Na nielegalnej pracy w ubiegłym roku Straż Graniczna złapała 10 705 obcokrajowców – to o 2565, czyli o jedną czwartą mniej niż rok wcześniej. Ogólny trend jest więc spadkowy, jednak obywateli niektórych narodowości zatrudnionych na lewo przybyło – wynika z danych Straży Granicznej, które przeanalizowała „Rzeczpospolita”.
Najliczniejszą grupę pracujących bez zezwoleń stanowili w ubiegłym roku Ukraińcy – 7482. To spadek o 29 proc. wobec 2021 r. W zderzeniu z rzeszą uciekinierów wojennych, którzy się u nas schronili, to niewiele.
Czytaj więcej:
Dwukrotnie wzrosło zatrudnienie na czarno obywateli Indii – z 58 przed dwoma laty do 191 w roku ubiegłym. Było też więcej Indonezyjczyków (251, rok wcześniej – 134) i Turków (wzrost z 24 do 50).

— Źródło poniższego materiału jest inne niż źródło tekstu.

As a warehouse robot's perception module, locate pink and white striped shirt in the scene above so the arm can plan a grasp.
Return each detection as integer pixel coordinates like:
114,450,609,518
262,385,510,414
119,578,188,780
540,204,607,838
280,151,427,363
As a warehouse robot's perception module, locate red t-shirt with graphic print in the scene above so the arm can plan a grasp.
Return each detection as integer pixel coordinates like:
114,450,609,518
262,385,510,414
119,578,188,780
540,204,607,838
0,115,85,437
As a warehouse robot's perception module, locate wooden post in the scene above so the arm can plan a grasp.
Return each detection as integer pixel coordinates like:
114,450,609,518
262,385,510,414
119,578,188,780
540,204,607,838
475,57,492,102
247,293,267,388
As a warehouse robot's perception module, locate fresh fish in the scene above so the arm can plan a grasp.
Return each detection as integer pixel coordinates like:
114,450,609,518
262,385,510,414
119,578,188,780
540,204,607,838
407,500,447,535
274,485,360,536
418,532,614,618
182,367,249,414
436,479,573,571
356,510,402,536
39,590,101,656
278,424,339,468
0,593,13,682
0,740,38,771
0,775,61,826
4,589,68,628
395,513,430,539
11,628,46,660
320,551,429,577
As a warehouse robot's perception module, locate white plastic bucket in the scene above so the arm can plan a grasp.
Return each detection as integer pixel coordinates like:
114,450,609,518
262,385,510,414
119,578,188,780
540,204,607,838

O jedną trzecią przybyło pracujących na czarno Gruzinów (do 825, rok wcześniej – 646), obywateli Filipin (101, wcześniej – 74) i Bangladeszu. Co ciekawe, funkcjonariusze SG ujawnili też 84 Kolumbijczyków, gdy dwa lata temu tylko dwóch. Z Meksyku namierzyli 67 osoby, a dwa lata temu – żadnej. O jedną szóstą spadła za to liczba Rosjan i Białorusinów.